St Kilda World Heritage Site
Overview
With its dramatic sheer cliffs and sea stacks, the St Kilda NNR feels like it is a mythical landscape lost in time. Fifty miles west of Benbecula, it is Britain’s most remote point – and home to Europe’s most important seabird breeding colony. The main island of Hirtais perhaps most famous for having finally been abandoned by its human population in 1930, bringing to an end 2,000 years of human occupation. The birdlife on the islands includes the world’s largest colony of northern gannets on the isolated seastacks of Boreray, Stac Lee and Stac an Armin; a quarter of Britain’s puffin population nesting on most of the islands; huge numbers of guillemots, razorbills and fulmars on most rocky ledges, and Manx shearwaters, storm and Leach’s petrels in inland burrows.
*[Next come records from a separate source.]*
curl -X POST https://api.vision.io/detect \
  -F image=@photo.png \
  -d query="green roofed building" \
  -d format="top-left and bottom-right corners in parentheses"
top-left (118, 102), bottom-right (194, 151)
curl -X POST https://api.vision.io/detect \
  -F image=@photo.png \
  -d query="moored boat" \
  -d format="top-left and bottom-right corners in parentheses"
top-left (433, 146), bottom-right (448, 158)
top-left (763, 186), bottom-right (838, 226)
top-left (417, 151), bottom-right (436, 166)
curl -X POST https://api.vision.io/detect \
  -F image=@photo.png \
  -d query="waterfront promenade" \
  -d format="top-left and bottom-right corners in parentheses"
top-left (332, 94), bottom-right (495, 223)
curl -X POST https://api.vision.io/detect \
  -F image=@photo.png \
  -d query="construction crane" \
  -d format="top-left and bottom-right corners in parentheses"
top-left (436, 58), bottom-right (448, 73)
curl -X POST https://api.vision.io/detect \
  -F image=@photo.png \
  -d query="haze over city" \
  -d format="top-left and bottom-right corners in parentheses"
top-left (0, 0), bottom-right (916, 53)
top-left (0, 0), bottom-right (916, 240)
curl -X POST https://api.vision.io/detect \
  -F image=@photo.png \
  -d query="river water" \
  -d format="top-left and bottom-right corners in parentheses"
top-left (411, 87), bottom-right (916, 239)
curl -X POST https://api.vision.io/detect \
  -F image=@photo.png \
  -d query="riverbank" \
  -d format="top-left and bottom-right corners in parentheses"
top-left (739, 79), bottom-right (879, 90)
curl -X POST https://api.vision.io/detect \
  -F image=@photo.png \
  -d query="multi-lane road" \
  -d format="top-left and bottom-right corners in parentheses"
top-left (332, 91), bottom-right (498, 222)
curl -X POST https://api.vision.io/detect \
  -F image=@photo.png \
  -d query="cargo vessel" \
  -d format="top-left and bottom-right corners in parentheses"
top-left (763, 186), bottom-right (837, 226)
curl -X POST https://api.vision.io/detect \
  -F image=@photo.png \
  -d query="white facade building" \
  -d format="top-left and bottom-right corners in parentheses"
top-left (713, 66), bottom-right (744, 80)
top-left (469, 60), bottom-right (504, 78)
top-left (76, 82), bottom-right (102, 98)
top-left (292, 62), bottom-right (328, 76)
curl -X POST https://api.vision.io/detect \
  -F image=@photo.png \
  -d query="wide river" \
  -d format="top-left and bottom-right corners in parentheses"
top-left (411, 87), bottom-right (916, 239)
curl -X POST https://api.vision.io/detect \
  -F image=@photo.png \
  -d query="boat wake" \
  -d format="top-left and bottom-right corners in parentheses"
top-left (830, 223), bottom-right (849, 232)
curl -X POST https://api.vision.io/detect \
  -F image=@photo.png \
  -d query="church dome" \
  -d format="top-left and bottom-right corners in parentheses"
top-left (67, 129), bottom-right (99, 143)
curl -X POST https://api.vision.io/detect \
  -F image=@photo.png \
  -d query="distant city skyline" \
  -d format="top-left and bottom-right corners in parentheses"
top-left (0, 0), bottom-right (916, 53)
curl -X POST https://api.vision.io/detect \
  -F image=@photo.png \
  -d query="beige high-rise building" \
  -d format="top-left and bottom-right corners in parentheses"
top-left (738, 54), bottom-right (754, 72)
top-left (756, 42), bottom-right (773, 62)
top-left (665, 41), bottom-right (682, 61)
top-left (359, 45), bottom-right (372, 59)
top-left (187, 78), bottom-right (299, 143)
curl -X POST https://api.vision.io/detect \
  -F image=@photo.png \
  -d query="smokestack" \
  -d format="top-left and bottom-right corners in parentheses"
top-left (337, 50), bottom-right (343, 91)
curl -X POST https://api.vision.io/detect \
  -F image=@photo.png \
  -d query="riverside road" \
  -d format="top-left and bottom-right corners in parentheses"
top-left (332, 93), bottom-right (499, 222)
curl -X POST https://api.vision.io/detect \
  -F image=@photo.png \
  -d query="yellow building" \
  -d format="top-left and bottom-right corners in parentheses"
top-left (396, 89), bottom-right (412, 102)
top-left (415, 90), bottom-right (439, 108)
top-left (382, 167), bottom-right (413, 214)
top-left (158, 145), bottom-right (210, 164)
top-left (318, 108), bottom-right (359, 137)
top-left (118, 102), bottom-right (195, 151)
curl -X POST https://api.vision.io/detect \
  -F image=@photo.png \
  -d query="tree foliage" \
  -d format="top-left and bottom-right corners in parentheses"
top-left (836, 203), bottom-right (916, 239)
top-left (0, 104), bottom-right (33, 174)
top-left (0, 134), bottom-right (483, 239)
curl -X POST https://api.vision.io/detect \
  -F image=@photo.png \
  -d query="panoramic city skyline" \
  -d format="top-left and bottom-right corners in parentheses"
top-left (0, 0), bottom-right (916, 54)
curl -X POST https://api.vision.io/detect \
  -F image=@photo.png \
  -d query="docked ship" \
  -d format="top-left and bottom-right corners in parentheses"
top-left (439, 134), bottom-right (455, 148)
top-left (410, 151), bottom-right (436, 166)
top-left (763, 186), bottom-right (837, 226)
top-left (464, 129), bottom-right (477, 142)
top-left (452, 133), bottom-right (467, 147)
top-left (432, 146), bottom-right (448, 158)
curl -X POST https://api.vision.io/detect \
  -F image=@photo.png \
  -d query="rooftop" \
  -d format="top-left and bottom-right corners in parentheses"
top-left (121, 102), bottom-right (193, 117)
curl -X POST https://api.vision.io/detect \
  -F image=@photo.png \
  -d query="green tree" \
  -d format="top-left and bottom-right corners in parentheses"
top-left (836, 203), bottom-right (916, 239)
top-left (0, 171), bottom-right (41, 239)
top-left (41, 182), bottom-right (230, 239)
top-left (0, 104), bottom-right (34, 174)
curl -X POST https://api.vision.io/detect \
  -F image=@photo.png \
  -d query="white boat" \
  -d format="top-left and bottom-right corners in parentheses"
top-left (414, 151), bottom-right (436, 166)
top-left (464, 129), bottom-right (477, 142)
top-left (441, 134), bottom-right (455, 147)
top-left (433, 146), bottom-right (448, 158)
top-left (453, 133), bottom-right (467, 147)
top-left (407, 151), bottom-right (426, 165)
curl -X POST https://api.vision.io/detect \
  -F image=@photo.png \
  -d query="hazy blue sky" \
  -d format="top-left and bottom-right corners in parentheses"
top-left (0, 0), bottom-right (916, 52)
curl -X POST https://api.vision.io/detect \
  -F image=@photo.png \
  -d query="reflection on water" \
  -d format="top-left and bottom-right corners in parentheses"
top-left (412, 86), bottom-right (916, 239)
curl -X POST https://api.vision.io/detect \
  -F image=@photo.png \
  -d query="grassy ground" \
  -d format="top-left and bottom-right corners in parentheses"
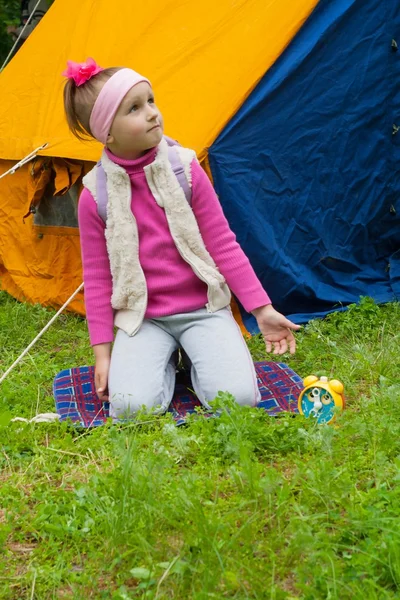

St Kilda’s unique mammal is the St Kilda fieldmouse, common on Hirta and Dun, while the St Kilda wren is a larger sub-species of the mainland wren and has only been found on Hirta, Dun, Soay and Boreray.
Location
LOCHMADDY
About the area
The Outer Hebrides lay to the west of Scotland’s north coast. To the north lie Lewis and Harris, geographically one island, with Lewis, the most densely populated region of the Outer Hebrides, and Harris far more mountainous.